Apple Computer introduces Apple iTunes Music Store, which allows people to download songs for 99 cents each.

2004
Internet Worm, called MyDoom or Novarg, spreads through Internet servers. About 1 in 12 email messages are infected.
Online spending reaches a record high—$117 billion in 2004, a 26% increase over 2003.

2005
YouTube.com is launched.

2006
There are more than 92 million websites online.

2007
Legal online music downloads triple to 6.7 million downloads per week.
Colorado Rockies' computer system crashes when it receives 8.5 million hits within the first 90 minutes of World Series ticket sales.
The online game, World of Warcraft, hits a milestone when it surpasses 9 million subscribers worldwide in July.

2008
In a move to challenge Google's dominance of search and advertising on the Internet, software giant Microsoft offers to buy Yahoo for $44.6 billion.
In a San Fransisco federal district court, Judge Jeffrey S. White orders the disabling of Wikileaks.org, a Web site that discloses confidential information. The case was brought by Julius Baer Bank and Trust, located in the Cayman Islands, after a disgruntled ex-employee allegedly provided Wikileaks with stolen documents that implicate the bank in asset hiding, money laundering, and tax evasion.
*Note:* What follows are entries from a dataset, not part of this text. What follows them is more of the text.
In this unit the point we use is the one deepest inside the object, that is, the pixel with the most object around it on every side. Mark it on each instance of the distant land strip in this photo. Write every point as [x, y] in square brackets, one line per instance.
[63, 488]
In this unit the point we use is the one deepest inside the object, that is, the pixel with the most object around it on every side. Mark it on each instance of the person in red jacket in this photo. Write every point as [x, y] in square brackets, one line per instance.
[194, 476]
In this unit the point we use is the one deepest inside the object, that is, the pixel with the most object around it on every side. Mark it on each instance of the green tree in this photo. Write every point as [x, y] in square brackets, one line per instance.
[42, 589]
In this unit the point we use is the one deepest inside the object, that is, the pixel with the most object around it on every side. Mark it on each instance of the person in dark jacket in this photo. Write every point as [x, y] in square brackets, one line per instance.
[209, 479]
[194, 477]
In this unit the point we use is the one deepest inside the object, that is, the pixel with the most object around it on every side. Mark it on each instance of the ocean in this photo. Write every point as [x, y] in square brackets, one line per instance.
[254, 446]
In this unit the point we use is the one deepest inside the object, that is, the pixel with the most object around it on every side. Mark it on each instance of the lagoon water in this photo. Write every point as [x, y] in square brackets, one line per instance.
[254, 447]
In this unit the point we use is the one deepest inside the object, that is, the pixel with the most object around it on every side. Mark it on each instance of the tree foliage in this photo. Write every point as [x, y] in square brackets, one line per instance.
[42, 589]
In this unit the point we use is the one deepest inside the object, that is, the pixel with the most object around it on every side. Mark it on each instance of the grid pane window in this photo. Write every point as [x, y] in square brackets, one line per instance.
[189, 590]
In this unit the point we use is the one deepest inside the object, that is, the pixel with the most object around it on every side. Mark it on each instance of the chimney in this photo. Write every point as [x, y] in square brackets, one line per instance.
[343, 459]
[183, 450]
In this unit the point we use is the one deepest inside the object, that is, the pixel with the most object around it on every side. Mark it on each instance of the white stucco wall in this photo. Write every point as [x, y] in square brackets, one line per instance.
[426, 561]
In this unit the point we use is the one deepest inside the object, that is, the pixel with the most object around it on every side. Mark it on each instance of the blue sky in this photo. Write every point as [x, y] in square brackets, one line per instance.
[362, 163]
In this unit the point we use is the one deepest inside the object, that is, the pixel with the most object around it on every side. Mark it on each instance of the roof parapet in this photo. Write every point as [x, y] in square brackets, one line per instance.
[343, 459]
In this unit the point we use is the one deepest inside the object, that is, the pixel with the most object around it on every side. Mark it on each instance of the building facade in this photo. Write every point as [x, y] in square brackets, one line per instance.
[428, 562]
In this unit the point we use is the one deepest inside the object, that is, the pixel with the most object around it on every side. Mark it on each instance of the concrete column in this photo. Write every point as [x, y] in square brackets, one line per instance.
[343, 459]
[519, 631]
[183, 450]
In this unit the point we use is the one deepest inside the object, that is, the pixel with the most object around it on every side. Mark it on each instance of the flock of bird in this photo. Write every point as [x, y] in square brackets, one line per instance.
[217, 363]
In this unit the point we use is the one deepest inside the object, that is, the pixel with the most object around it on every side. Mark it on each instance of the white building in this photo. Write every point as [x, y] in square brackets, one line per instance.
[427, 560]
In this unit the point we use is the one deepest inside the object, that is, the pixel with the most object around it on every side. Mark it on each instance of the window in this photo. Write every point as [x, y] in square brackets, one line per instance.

Many web communities, who see the ruling as unconstitutional, publicized alternate addresses for the site and distributed bank documents through their own networks. In response, Judge White issues another order to stop the distribution of bank documents.
Microsoft is fined $1.3 billion by the European Commission for further abusing its dominant market position, and failing to comply to their 2004 judgment, which ordered Microsoft to give competitors information necessary to operate with Windows. Since 2004, Microsoft has been fined a total of $2.5 billion by the Commission for not adhering to their ruling.